Domenica 21 marzo 1999 si è svolto in Italia il Primo Sciopero dello Sguardo che consisteva nel lasciar spento il televisore per l’intera giornata con lo scopo di esprimere un crescente disgusto verso la mediocrità e lo squallore dei programmi televisivi. L’idea è stata del regista Silvano Agosti, mentre il sottoscritto, allora responsabile del Centro Audiovisivi di Mantova, l’ha promossa, organizzata e diffusa. Alla iniziativa hanno aderito circa diecimila persone e fra queste il maestro Mario Lodi e il giornalista Gianni Mura. Lo sciopero si è propagato a macchia di leopardo: da un circolo didattico di Reggio Emilia alla scuola materna di Alba, da medici di Avellino agli attori di Roma, da autisti delle corriere di Mantova a educatori di Macomer, da una scuola steineriana di Bologna ad un sacerdote di Verona, che durante l’omelia domenicale ha invitato i fedeli a spegnere il televisore.

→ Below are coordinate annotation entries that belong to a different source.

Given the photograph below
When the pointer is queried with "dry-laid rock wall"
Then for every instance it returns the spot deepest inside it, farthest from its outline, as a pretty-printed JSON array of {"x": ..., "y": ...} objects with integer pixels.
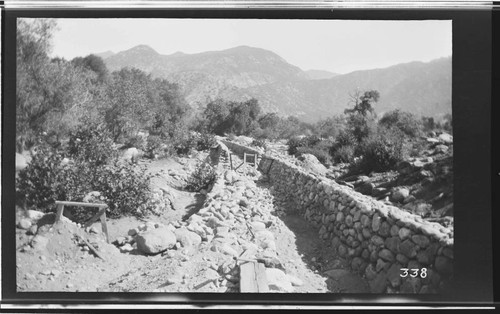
[{"x": 378, "y": 239}]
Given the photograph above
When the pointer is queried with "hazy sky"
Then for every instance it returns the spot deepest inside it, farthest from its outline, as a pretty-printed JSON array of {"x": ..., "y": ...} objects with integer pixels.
[{"x": 334, "y": 45}]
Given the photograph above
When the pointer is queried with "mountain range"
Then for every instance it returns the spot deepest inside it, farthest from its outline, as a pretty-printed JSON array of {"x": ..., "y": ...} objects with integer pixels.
[{"x": 244, "y": 72}]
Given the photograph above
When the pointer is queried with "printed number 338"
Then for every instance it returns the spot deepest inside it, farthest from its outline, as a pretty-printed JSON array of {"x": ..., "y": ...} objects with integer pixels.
[{"x": 414, "y": 272}]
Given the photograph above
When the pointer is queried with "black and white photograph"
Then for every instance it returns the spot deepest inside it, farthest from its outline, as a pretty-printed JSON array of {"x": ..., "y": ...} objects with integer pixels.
[{"x": 197, "y": 155}]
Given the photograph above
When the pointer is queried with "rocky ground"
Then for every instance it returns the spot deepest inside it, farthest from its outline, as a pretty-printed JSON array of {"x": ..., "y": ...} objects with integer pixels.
[
  {"x": 422, "y": 184},
  {"x": 199, "y": 240},
  {"x": 196, "y": 245}
]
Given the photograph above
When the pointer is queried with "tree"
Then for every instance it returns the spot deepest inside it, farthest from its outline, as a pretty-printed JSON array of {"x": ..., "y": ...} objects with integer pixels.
[
  {"x": 363, "y": 102},
  {"x": 361, "y": 118},
  {"x": 33, "y": 40},
  {"x": 51, "y": 94},
  {"x": 136, "y": 101}
]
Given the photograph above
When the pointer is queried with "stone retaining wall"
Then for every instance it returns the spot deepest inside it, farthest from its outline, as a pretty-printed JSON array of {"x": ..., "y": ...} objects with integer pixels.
[{"x": 376, "y": 238}]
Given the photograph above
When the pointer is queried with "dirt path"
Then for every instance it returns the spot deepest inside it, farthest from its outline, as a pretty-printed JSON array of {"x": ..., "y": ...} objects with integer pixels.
[
  {"x": 311, "y": 259},
  {"x": 64, "y": 266},
  {"x": 301, "y": 252}
]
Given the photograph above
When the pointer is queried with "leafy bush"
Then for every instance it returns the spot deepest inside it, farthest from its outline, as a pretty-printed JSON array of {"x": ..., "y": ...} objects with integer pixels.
[
  {"x": 345, "y": 138},
  {"x": 205, "y": 141},
  {"x": 185, "y": 145},
  {"x": 259, "y": 143},
  {"x": 203, "y": 176},
  {"x": 312, "y": 140},
  {"x": 404, "y": 121},
  {"x": 322, "y": 155},
  {"x": 123, "y": 187},
  {"x": 43, "y": 181},
  {"x": 383, "y": 150},
  {"x": 343, "y": 154},
  {"x": 91, "y": 144},
  {"x": 136, "y": 141}
]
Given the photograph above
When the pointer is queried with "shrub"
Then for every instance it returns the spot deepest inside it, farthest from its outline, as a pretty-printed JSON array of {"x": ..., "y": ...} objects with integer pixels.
[
  {"x": 383, "y": 150},
  {"x": 404, "y": 121},
  {"x": 123, "y": 187},
  {"x": 343, "y": 154},
  {"x": 185, "y": 145},
  {"x": 345, "y": 138},
  {"x": 203, "y": 176},
  {"x": 136, "y": 141},
  {"x": 205, "y": 141},
  {"x": 310, "y": 141},
  {"x": 43, "y": 181},
  {"x": 91, "y": 144},
  {"x": 259, "y": 143}
]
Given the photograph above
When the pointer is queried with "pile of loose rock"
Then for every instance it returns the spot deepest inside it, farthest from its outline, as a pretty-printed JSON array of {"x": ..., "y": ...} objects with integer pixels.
[
  {"x": 235, "y": 225},
  {"x": 377, "y": 239}
]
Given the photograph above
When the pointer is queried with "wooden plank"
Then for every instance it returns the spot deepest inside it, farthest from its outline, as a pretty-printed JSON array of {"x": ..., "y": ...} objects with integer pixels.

Lunedì 22 marzo ho ricevuto molte telefonate da persone che avevano aderito. Mi piace ricordare quella di una mamma di Genova che mi ha raccontato che il figlio, prima di andare a letto, ha baciato il televisore dicendo: “ci vediamo domani, ma vedi che oggi ho resistito”. Una simpatica signora di Cuneo mi ha messo al corrente che il Primo Sciopero dello Sguardo era stato motivo di un’aspra discussione col marito “ma era tanto tempo che la televisione ci impediva di farlo” ha concluso. Una famiglia di Trento aveva invece coperto il televisore con un drappo nero…
E sembra impossibile che l’iniziativa abbia avuto successo nonostante sia stata diffusa con il passa parola e il telefono. Infatti nessun quotidiano italiano, fatta eccezione per un breve trafiletto su Il Giorno, una apparizione sulla rubrica “Sette giorni di cattivi pensieri” di Gianni Mura su Repubblica e per lo spazio occupato su due quotidiani locali (Gazzetta di Mantova e Voce di Mantova), ha dato notizia di questa iniziativa. La cosa non mi ha stupito perché Lo Sciopero dello sguardo non cercava lo scontro frontale con il nemico televisivo, ma optava per il silenzio che, paradossalmente, diventava la più alta forma di comunicazione.
E non mi ha stupito che anche i giornali di sinistra si siano disinteressati dell’iniziativa perché assolutamente incapaci di riflettere sugli stravolgimenti operati dalla televisione e dalle nuove tecnologie che, in modo coercitivo, forniscono tempi e modi della comunicazione.
C’è anche chi ridicolizza l’iniziativa, come Il Manifesto che nei giorni precedenti il 21 marzo pubblica un lungo articolo in cui si commentavano positivamente i risultati di una ricerca che dimostrava come la televisione tenesse unite le famiglie. Ironicamente, sempre sullo stesso giornale, Adriana Zarri ci definisce “anime belle”.
Lo Sciopero dello Sguardo ha rappresentato invece un piccolo passo per la riappropriazione da parte dell’uomo dei suoi bisogni più profondi e naturali. In questa direzione ha assunto significati che prescindevano da momenti ludici o spettacolari, diventando un modo per esprimere una comunanza di idee con padre Alex Zanotelli e i poveri che vivono nelle apocalittiche periferie del mondo e con tutti coloro la cui esistenza è totalmente ignorata e oscurata dal rumore televisivo.
E mi ha stupito che questo concetto, così semplice ed elementare, sia sfuggito ai redattori de L’Unità e del Manifesto, forse erano troppo impegnati a fissare il dito senza accorgersi che stava indicando un cielo pieno di nubi nere e minacciose.
Lo Sciopero dello Sguardo è stato un invito a riflettere sul fatto che ogni tecnologia innovativa, e la televisione ne costituisce un significativo esempio, che faccia diventare l’essere umano un semplice contenitore di plastica, da modellare e dipingere a seconda della densità e del colore delle sostanze versate, è destinata a diventare padrona dell’uomo perché gli toglie i suoi punti di riferimento naturali e antropologici e si trasforma in Hal, il computer di 2001 Odissea nello spazio.
Stanley Kubrick rappresentava queste cose già nel 1968: la profezia purtroppo si è avverata. Rimane solo da augurarsi che qua e là, come in Fahrenheit 451, a prescindere dalla visibilità data dai media, si creino e prosperino piccole isole di resistenza.